L’office anti-fraude de l’Union européenne, Olaf, est fortement soupçonné d’avoir utilisé un faux témoignage comme unique élément à charge contre le commissaire européen John Dalli, contraint à la démission en octobre dernier.
Cet élément était une rencontre, en février 2012, entre une lobbyiste, Gayle Kimberley, travaillant pour le compte d’un marchand de tabac suédois, Swedish Match, et un homme d’affaires maltais, Silvio Zammit ; celui-ci aurait promis de faire pression sur le commissaire européen pour que la directive en cours d’élaboration permette la commercialisation dans l’UE du « snus » suédois, pour la modique somme de 60 millions d’euros. Comme Zammit est un associé de Dalli, Olaf a conclu que Dalli était forcément au courant de la transaction et a demandé à la Commission de virer Dalli. Ce qui fut fait aussitôt, tellement on était content de fusiller un affreux catholique de droite.
Or on sait maintenant que la rencontre de février 2012 n’a jamais eu lieu. Elle avait été inventée par Gayle Kimberley, qui a fini par avouer son mensonge aux dirigeants de Swedish Match. Ceux-ci ont alors alerté Olaf, mais Olaf a demandé aux dirigeants de Swedish Match et à Gayle Kimberley de maintenir leur version, « pour le bien de l’enquête ».

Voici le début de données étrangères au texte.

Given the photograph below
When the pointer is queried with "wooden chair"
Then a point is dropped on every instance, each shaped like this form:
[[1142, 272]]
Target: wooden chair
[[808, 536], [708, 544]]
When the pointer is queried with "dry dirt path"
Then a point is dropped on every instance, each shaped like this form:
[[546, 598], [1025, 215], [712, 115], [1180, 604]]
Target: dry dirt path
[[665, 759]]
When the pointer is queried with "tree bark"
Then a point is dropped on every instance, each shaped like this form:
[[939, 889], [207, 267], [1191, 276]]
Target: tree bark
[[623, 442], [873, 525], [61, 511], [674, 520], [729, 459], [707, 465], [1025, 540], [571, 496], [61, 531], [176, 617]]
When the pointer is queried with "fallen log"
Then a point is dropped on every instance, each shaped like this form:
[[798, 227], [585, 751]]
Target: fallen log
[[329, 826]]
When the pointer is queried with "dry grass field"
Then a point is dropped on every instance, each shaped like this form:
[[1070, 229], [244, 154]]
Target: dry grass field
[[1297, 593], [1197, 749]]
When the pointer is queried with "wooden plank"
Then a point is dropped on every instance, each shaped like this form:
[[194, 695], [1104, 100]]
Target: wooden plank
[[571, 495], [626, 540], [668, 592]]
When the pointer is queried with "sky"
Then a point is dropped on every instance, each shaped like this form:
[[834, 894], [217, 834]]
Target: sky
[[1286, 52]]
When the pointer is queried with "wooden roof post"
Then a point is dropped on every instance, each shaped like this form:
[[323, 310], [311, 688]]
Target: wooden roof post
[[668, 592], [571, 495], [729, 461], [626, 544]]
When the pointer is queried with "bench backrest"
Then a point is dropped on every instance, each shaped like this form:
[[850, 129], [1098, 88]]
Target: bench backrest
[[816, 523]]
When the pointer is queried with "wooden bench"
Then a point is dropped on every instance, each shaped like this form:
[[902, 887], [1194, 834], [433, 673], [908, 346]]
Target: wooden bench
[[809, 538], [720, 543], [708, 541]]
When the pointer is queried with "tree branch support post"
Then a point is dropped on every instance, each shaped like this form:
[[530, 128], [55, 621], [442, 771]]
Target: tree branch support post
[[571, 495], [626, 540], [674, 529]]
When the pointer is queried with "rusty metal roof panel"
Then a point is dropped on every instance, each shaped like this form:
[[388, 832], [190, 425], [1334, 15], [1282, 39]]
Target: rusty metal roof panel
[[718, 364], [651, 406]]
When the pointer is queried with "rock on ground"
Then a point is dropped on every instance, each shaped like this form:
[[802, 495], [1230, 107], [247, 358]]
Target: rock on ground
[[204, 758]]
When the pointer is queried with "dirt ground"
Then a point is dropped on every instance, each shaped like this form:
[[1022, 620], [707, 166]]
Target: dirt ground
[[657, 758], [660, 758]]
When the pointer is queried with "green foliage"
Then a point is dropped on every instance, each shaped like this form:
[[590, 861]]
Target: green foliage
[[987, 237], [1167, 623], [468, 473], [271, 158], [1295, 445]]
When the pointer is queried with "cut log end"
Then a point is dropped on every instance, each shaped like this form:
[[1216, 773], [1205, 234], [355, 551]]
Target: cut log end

L’affaire a été dévoilée lors d’une audition de la commission de contrôle budgétaire du Parlement européen, hier, par… José Bové. Le député Vert a mené son enquête personnelle, et a enregistré les déclarations des dirigeants de Swedish Match. « Cela montre un dysfonctionnement majeur des institutions européennes », dit-il. En effet.

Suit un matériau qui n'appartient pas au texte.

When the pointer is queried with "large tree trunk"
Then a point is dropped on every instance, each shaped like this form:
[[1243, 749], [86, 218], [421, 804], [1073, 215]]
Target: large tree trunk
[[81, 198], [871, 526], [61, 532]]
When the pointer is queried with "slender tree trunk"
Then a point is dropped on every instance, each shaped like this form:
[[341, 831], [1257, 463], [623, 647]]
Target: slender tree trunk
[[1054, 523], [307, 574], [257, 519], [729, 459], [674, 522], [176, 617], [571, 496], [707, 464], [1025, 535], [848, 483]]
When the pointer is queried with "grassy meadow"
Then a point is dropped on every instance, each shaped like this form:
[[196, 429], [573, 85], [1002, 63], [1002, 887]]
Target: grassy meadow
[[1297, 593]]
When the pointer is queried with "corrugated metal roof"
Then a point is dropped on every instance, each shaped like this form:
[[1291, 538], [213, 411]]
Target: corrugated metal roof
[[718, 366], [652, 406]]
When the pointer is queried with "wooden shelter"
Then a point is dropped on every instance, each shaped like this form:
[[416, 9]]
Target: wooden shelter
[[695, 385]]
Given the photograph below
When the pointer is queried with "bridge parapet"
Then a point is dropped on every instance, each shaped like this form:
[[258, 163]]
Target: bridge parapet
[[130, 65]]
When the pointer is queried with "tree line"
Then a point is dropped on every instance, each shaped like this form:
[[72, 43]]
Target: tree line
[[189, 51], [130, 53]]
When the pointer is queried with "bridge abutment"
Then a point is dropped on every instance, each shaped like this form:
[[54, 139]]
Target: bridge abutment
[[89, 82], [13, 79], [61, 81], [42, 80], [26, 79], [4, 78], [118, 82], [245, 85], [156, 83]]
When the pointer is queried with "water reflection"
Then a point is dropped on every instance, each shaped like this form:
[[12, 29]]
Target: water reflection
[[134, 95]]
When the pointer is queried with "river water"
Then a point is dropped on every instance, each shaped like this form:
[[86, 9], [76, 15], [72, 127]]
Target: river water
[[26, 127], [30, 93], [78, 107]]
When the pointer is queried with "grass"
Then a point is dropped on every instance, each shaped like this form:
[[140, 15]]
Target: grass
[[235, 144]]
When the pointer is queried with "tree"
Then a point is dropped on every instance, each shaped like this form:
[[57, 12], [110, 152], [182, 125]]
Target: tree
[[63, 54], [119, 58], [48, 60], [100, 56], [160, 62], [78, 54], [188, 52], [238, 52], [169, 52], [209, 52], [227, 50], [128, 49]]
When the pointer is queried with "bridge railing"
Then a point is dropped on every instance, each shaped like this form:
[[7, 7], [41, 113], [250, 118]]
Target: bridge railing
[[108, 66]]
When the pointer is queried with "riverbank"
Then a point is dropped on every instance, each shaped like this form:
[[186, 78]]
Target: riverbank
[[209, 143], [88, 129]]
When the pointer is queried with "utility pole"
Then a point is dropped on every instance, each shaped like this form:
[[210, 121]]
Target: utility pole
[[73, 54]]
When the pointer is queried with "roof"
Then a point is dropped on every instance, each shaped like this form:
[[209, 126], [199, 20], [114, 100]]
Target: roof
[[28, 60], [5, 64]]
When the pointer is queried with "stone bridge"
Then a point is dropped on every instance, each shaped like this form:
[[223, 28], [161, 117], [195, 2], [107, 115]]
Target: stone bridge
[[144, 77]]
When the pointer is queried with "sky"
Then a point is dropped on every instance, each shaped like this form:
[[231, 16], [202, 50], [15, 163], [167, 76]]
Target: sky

Au cours d’une autre audition, un autre député européen de gauche, l’Autrichien Herbert Bosch, a affirmé quant à lui que les enquêteurs d’Olaf avaient procédé à des écoutes téléphoniques illégales dans le cadre de cette affaire.

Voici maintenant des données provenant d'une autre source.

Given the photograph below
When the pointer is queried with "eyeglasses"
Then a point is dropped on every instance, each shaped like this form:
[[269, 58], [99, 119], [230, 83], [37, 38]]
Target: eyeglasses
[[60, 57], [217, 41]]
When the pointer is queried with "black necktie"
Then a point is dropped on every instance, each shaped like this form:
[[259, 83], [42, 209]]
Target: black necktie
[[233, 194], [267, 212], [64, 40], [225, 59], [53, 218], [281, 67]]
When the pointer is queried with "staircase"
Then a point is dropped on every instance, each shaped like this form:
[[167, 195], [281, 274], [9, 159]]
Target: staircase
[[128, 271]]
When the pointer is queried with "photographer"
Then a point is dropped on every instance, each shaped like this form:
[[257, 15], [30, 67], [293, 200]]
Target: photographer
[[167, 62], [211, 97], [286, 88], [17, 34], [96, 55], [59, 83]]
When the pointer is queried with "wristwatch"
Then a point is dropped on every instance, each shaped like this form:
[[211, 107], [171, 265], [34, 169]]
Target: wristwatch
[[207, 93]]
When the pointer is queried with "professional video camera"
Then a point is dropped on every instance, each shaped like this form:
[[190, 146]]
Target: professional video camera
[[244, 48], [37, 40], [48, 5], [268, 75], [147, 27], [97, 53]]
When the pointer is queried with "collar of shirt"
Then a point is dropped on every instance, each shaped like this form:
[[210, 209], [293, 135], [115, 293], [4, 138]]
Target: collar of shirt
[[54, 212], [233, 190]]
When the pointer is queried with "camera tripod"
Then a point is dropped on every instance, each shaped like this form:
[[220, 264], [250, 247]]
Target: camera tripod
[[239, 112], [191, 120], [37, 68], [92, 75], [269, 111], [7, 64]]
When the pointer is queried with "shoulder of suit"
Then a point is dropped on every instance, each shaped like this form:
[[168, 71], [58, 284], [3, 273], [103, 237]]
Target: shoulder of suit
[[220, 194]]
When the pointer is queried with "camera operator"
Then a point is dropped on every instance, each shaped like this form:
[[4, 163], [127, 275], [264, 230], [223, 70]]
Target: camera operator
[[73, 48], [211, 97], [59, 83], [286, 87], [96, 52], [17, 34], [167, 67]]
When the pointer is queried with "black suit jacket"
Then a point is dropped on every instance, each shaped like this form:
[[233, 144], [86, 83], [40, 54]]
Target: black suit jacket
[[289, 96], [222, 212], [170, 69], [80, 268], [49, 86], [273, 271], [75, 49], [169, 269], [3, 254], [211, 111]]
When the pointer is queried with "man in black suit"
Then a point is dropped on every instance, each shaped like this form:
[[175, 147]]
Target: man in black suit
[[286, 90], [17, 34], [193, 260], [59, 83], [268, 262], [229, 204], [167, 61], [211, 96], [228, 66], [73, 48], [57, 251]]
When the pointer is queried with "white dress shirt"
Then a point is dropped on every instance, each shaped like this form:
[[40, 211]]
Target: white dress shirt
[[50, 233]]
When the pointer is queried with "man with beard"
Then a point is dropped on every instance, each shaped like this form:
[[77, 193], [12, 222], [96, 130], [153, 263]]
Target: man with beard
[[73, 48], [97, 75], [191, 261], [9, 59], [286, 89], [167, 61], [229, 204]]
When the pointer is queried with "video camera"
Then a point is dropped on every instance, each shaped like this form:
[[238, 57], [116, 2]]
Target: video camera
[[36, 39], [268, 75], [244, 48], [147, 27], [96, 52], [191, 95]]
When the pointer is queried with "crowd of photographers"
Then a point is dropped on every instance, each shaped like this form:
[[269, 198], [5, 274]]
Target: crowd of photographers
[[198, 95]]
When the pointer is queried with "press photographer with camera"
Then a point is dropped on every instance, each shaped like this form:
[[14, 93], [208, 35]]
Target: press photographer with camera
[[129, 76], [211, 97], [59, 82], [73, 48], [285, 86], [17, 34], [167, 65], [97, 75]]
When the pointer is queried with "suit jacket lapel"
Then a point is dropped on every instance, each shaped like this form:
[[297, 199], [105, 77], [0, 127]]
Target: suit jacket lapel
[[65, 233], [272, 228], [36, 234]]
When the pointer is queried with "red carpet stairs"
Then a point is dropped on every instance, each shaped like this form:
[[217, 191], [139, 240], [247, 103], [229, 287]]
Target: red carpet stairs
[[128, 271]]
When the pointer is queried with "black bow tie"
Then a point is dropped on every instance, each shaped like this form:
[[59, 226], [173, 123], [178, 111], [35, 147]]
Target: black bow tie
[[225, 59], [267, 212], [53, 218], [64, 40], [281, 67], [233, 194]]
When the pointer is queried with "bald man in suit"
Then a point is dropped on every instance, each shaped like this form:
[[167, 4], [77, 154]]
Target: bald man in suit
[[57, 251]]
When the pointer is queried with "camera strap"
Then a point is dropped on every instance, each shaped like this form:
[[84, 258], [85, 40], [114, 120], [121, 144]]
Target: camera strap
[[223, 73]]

Naturellement, Olaf nie tout en bloc.
D’autre part, le groupe des Verts a demandé que le Parlement européen lance sa propre enquête sur le limogeage de John Dalli et sur le rôle des lobbies du tabac sur les prises de décision de l’UE, au motif que les parties du rapport d’Olaf déclassifiées mercredi sont incroyablement lacunaires…
Le médiateur européen a lui-même lancé une enquête, sur demande du Corporate Europe Observatory qui soulignait le manque de transparence, et les dissimulations, de la Commission européenne dans cette affaire.